CAIRO — The bodies of 24 Egyptian policemen killed by suspected Islamist gunmen in the Sinai desert were given a hero's welcome Monday night in Cairo, as the government continued its information campaign against opponents of the July 3 military takeover.
The flag-draped coffins were carried by honor guards in a solemn ceremony broadcast live on numerous television channels. The mournful song repeats the word for “my country.”
Broadcasting the same video, the TV channels carried logos in Arabic or English reading “Egypt Fighting Terrorism.”
The policemen were riding in buses when they were stopped and killed by armed men early Monday.
The attackers are believed to be members of a militant Islamist militia, of the kind critics say the deposed president, Mohammed Morsi, allowed to flourish in the Sinai. The army deposed Morsi last month, backed by large-scale public demonstrations, and forcibly ended weeks of sit-in protests by his supporters last Wednesday.
Pro-Morsi television stations were closed right after the takeover, and remaining outlets are keeping to the government line, portraying his supporters as terrorists - although the vast majority of more than 700 protesters killed in recent days were unarmed. Nearly 100 members of the security forces also have died in a series of clashes.
It is difficult to know whether it was Morsi's policies or the information campaign, or both, that led many Egyptians to support the army takeover. But it is reflected in many conversations, including one with toy store manager Shamieh on a typical Cairo shopping street.
“Terrorism should be faced. President Morsi is the beginning of terrorism. So the government replacing Morsi is the first step toward giving up the terrorism of Egypt," said Shamieh.
She says her business is down more than 50 percent, but she believes the army's action will be good for business, and for the country, in the long term.
For some, Shamieh's words will contrast with her appearance.
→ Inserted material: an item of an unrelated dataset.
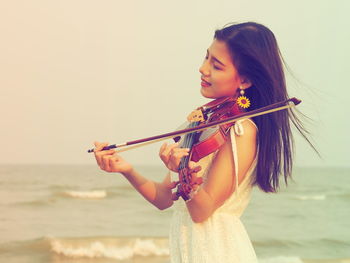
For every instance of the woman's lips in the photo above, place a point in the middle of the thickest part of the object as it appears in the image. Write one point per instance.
(205, 84)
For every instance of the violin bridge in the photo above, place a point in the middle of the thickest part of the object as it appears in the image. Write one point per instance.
(196, 115)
She wears a modest Islamic dress and a traditional 'hijab' scarf covering her hair and neck. But she says no one should make assumptions about her political views based on her appearance.
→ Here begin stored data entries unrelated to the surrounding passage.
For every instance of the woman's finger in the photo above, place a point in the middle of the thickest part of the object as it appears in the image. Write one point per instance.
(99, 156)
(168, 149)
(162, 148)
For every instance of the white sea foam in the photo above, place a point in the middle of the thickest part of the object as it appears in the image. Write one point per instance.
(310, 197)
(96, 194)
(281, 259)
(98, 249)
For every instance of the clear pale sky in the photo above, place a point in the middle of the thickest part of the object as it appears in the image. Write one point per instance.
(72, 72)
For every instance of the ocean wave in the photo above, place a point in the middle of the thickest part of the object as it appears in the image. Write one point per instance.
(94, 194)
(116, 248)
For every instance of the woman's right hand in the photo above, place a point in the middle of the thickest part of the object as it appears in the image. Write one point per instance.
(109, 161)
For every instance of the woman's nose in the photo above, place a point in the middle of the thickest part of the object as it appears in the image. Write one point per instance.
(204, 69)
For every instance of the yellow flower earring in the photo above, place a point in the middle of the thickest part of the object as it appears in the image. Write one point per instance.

"Morsi has no relation with my hijab. My Islam, in my hijab, in my attitude, in my appearance, doesn't relate to Morsi at all," she said.
Several hours before the Sinai incident, security forces killed about 36 Islamist prisoners who allegedly tried to escape while being transported between prisons. Morsi's core support group, the Muslim Brotherhood, which is leading protests against the army takeover, called for an independent investigation.
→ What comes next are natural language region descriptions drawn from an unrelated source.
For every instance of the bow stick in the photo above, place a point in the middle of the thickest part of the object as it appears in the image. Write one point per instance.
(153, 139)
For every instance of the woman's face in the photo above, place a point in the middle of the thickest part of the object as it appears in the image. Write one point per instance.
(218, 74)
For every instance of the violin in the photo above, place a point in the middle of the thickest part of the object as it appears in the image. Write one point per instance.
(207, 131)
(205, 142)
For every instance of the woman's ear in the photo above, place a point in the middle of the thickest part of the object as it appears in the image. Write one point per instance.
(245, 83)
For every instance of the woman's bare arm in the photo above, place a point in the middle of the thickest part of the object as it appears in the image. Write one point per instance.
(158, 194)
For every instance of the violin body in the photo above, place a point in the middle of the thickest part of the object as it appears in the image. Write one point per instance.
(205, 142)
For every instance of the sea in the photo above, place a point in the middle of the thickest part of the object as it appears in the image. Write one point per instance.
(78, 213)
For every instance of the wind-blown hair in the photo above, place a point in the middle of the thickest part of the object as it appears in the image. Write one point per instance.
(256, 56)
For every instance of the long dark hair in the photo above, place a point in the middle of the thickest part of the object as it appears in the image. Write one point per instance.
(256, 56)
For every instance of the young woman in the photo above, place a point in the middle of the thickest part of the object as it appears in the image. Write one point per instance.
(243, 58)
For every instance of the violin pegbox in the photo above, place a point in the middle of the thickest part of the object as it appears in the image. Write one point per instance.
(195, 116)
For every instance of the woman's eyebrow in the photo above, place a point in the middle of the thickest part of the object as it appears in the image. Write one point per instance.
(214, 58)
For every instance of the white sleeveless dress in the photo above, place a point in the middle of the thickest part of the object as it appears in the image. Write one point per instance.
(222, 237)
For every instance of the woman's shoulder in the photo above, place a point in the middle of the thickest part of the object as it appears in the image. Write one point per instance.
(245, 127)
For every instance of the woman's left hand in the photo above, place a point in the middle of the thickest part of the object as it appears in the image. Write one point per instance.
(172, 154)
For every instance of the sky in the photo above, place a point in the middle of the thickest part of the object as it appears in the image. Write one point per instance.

Meanwhile, the lawyer for former President Hosni Mubarak says he could be released from prison soon because a court cleared him of corruption charges. But he faces other charges related to the 2011 revolution, and his release with his former allies in the army back in government, would further polarize the country.
At London's King's College, conflict expert Stacey Gutkowski says the military should make a gesture of reconciliation, and the Muslim Brotherhood should accept it.
“The army is not equipped to govern. The army is now governing as armies do, which is on the streets. The army must show restraint. The Brotherhood must show restraint, calling its people off the streets. And the liberal opposition must organize itself, and be given the space institutionally to organize itself as a proper political party," said Gutkowski.
The military leader, General Abdul Fattah el-Sisi, has promised elections and says there will be “room for everyone” to participate. But many are skeptical, and the Muslim Brotherhood is insisting that the deposed president be reinstated.
There is unaccustomed fear on the streets of Cairo, with people warning each other to keep away from certain areas and not to stay out after the 7 pm curfew.
There is widespread dissatisfaction with Morsi's one-year tenure, particularly his moves to increase the influence of conservative Islam, his alleged empowerment of the Sinai militias and his failure to improve the economy and relieve widespread poverty.
No one knows where the balance of public opinion really lies, but such feelings made it possible, some say necessary, for the military to move against Egypt's first freely elected president.